‘How to write’ books

First I was young and now I am old and there was a time when I could not under any circumstances countenance the idea of reading a ‘How to write’ book.

My logic, such as it was, ran that this type of book merely distracted me from my already ordained path as a writer, my development was to be natural and organic, unsullied by protocol and not restrained by the bonds of convention.

Hmm yeah, well we all have those types of notions when we are young I suppose.

Now I’ve grown up a bit I tend to think it’s best to take good advice when you are offered it. I also think that good writers are made, not born, and that there are technical tricks which can help you improve what you already have.

But I still don’t read a great many of these types of books, though there are a great many available. Here’s why: If ever I’m asked by a writer for advice what to read – much in the same way as one race-day punter might ask another for a tip on the best horse in the third, I always suggest a novel.  Or a whole bunch of novels. They tend to suggest some to me too. What I don’t suggest is a how to write book.

Because it seems to me the best way to learn to write is to read a lot of good writing – particularly if it’s of the same genre in which you are hoping to excel. If you are a crime writer, read lots of good crime writing. It’s common sense isn’t it?

Having said that, I have read a few of these types of books and I can say that it’s rare you flick through one without finding at least a few nuggets of information, or useful practices, or tips or which can help you with your writing. Some of them are very good indeed I would say – at least I have found them to be so.

Here then are the three ‘how to write’ style books which have been most useful to me in my development as a writer so far. I say again though, these are no substitute for reading broadly and deeply from the wonderful and diverse library of fiction we have at our disposal.

51dvcZiLj5LHow Not to Write a Novel

by Sandra Newman and Howard Mittelmark

Funny this one – and also smart. The idea behind it is that explaining good writing is like herding cats, but it’s easier to spot bad writing. So this book goes through a whole host of howlers and draws your attention to them so you can not do them! I certainly spotted a number in here that I have been prone to as I‘ve developed – and it is a useful book to have around while you are rewriting as it makes you self-conscious about bad habits.

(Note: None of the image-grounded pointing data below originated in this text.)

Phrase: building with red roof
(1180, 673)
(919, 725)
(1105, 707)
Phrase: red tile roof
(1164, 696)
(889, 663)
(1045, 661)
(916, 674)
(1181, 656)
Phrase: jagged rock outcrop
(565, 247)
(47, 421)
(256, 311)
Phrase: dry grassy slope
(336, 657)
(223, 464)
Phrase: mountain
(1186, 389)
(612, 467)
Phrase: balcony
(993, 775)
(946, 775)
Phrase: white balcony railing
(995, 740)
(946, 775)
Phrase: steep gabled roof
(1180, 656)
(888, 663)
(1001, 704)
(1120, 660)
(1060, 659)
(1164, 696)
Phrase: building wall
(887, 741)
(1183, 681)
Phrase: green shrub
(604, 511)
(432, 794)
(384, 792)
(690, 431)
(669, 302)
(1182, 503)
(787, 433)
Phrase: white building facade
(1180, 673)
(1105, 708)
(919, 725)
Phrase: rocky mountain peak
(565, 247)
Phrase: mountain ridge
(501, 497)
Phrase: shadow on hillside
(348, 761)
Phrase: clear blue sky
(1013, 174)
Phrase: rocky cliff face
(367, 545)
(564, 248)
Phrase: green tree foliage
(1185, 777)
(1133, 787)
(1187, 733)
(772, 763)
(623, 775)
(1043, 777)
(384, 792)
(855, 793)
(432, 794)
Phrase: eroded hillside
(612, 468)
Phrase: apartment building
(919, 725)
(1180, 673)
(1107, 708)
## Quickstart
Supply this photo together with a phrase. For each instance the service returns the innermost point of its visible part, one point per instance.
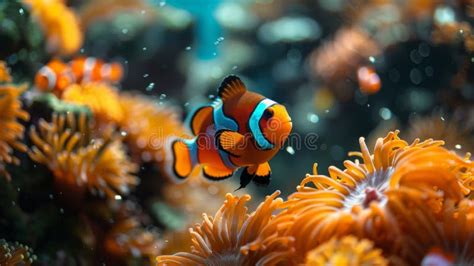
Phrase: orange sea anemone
(101, 98)
(455, 136)
(353, 201)
(11, 131)
(228, 237)
(59, 23)
(340, 58)
(147, 125)
(4, 72)
(15, 254)
(348, 251)
(101, 10)
(426, 236)
(128, 239)
(78, 160)
(197, 196)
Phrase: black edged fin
(216, 174)
(230, 87)
(245, 178)
(199, 118)
(262, 180)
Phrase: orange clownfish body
(55, 77)
(93, 69)
(240, 129)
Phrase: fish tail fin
(181, 158)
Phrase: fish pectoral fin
(200, 117)
(216, 174)
(230, 87)
(258, 173)
(231, 142)
(262, 173)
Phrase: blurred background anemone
(101, 85)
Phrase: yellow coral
(148, 125)
(59, 23)
(228, 237)
(78, 160)
(11, 131)
(4, 72)
(424, 234)
(353, 201)
(348, 251)
(101, 98)
(128, 239)
(15, 254)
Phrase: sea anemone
(4, 72)
(78, 160)
(11, 131)
(128, 239)
(228, 237)
(426, 235)
(15, 254)
(101, 98)
(147, 126)
(353, 201)
(197, 196)
(346, 252)
(59, 23)
(350, 48)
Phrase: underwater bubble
(424, 49)
(312, 117)
(429, 71)
(444, 15)
(150, 86)
(385, 113)
(290, 150)
(337, 152)
(219, 40)
(415, 76)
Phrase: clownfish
(369, 80)
(93, 69)
(55, 76)
(239, 129)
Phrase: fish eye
(268, 113)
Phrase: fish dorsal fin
(200, 117)
(231, 142)
(230, 87)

It covers flat characters, clichés, unconvincing plots and all the rest in it’s rundown of 200 mistakes.

517zPPD-z7LThe Master Class in Fiction Writing

by Adam Sexton

Tips from the top – a look at how some great writers write and what we could learn from them – so it’s my favoured principle of learning from what we read then, but  in a more ordered and considered form.

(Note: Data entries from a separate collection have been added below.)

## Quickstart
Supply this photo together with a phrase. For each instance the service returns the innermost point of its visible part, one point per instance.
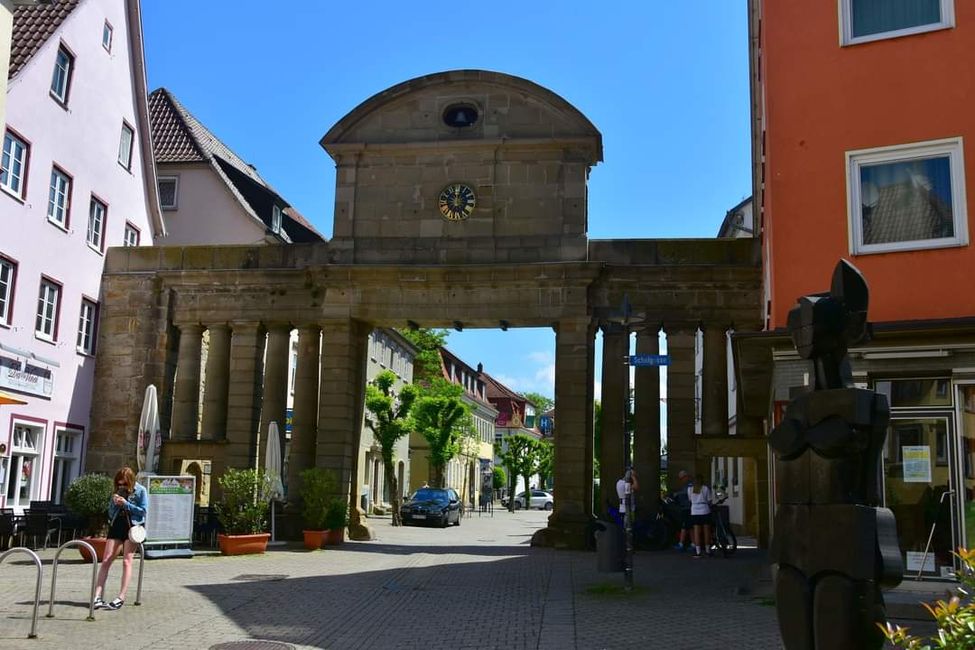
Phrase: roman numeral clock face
(457, 202)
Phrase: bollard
(37, 589)
(94, 576)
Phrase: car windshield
(430, 494)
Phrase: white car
(540, 499)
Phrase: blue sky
(666, 83)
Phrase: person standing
(699, 495)
(126, 508)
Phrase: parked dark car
(439, 506)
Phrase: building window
(168, 192)
(24, 453)
(59, 198)
(870, 20)
(13, 165)
(96, 224)
(276, 219)
(107, 36)
(132, 235)
(8, 277)
(86, 326)
(48, 305)
(907, 197)
(125, 146)
(61, 79)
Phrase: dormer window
(276, 220)
(460, 116)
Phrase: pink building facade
(76, 177)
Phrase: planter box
(243, 544)
(314, 539)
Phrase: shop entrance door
(919, 475)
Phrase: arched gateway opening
(460, 199)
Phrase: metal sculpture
(834, 547)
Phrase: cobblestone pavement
(474, 586)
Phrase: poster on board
(169, 521)
(917, 463)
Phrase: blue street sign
(647, 360)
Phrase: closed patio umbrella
(273, 467)
(149, 441)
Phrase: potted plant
(242, 511)
(317, 487)
(87, 497)
(336, 519)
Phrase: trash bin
(610, 547)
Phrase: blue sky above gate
(666, 83)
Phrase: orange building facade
(864, 149)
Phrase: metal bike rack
(37, 589)
(94, 575)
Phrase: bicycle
(723, 538)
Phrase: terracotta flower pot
(314, 539)
(97, 543)
(243, 544)
(334, 537)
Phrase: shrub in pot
(317, 487)
(336, 519)
(243, 511)
(87, 497)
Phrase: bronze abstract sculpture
(833, 545)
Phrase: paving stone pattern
(474, 586)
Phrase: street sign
(648, 360)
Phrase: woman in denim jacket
(126, 508)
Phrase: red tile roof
(33, 25)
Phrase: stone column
(646, 427)
(243, 398)
(715, 390)
(574, 369)
(341, 401)
(304, 423)
(186, 405)
(275, 382)
(218, 379)
(681, 443)
(615, 404)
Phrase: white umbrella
(272, 466)
(149, 441)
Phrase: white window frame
(48, 310)
(846, 24)
(276, 219)
(59, 198)
(87, 327)
(96, 224)
(109, 31)
(61, 90)
(175, 204)
(132, 235)
(8, 156)
(67, 462)
(125, 151)
(7, 286)
(952, 147)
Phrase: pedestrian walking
(126, 508)
(699, 495)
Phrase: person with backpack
(699, 495)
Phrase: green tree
(426, 365)
(389, 420)
(546, 462)
(540, 401)
(444, 421)
(519, 454)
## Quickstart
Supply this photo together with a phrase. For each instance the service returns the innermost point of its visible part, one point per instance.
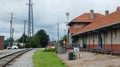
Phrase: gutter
(97, 28)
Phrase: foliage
(50, 50)
(43, 38)
(40, 39)
(20, 40)
(46, 59)
(19, 46)
(64, 38)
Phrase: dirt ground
(88, 59)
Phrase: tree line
(40, 39)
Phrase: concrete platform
(24, 61)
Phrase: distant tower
(30, 19)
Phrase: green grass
(46, 59)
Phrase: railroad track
(5, 60)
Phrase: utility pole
(24, 33)
(67, 15)
(30, 19)
(10, 39)
(58, 33)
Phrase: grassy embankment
(46, 59)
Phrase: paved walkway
(6, 52)
(24, 61)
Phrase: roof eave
(98, 28)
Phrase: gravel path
(24, 61)
(88, 59)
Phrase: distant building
(100, 33)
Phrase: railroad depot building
(94, 30)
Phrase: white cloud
(48, 12)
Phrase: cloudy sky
(47, 13)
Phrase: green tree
(43, 38)
(63, 39)
(40, 39)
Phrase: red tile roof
(73, 30)
(86, 17)
(107, 20)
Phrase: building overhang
(98, 28)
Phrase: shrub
(50, 50)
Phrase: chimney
(106, 12)
(92, 14)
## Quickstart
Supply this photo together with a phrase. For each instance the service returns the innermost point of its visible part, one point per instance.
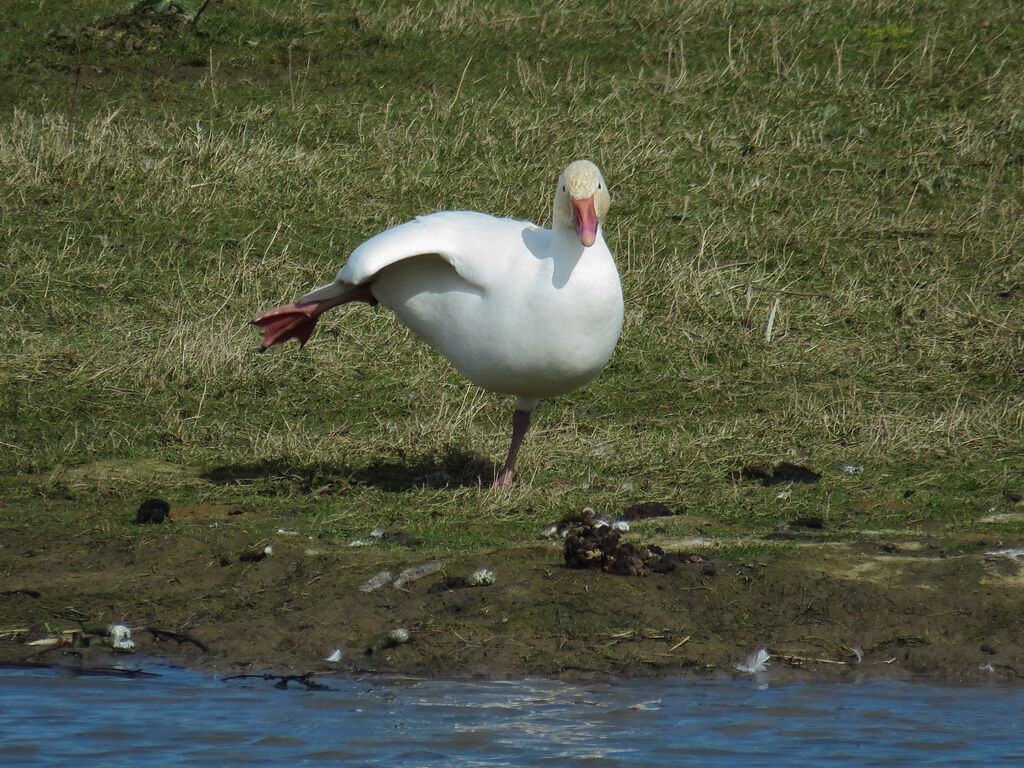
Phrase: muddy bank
(232, 593)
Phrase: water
(185, 718)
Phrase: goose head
(582, 200)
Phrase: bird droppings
(389, 639)
(594, 544)
(479, 578)
(121, 638)
(416, 572)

Authors covered in the book include Updike, Nabokov, Hemingway, Austin etc and their writing is used to support the argument throughout. Structurally, the book is split into chapters on areas like character, description, the world of the story and so on.

51Pti8zif-LA Novel in a Year

by Louise Doughty

I won this one as a prize. Not at a fair or anything. It was sent to me by the author when Song of the Sea God made her shortlist in the Daily Telegraph Novel in a Year competition. (My book was called The Longing in those days).

What I like about it is that it explains the writing process as it really is from the author’s point of view. So, rather than a rarefied classroom look at what you should do and in what order, it feels real and organic. I also found it matches very closely the way I do actually write a book – with plenty of freeform humming and hawing and writing of scraps at the front end and then planning and development and rewriting. So it feels very truthful – it’s not how you should do it, it’s how you will do it – it’s what works.

So those are my three. I’m sure you have your own favourites. If you know of any we really should be reading please add them in the comments section below so this becomes a resource for other people looking for tips on the best how to books to read!

Don’t forget if you get a moment to take a look at my book Song of the Sea God. You can look inside to read the first few pages free and download a free Kindle sample for UK readers here. And for readers in the USA here.

41 thoughts on “‘How to write’ books”

  1. You have a point: there are now hundreds of these, and if you subscribe to a Writing Magazine, there are even more – and articles,advice etc. The funny thing is, you can read the lot, do exactly what they advise, and you’ll still see rubbishly plotted, thinly characterised and frankly crass novels selling like hot cakes. Life, hey.

    1. Ha – very true – but I think in the end we can only worry about our own craft rather than other people’s and strive to make our own work the best it can be. There is an industry surrounding the teaching of writing now and I am a little suspicious of it – but I still think one can learn from some of these books.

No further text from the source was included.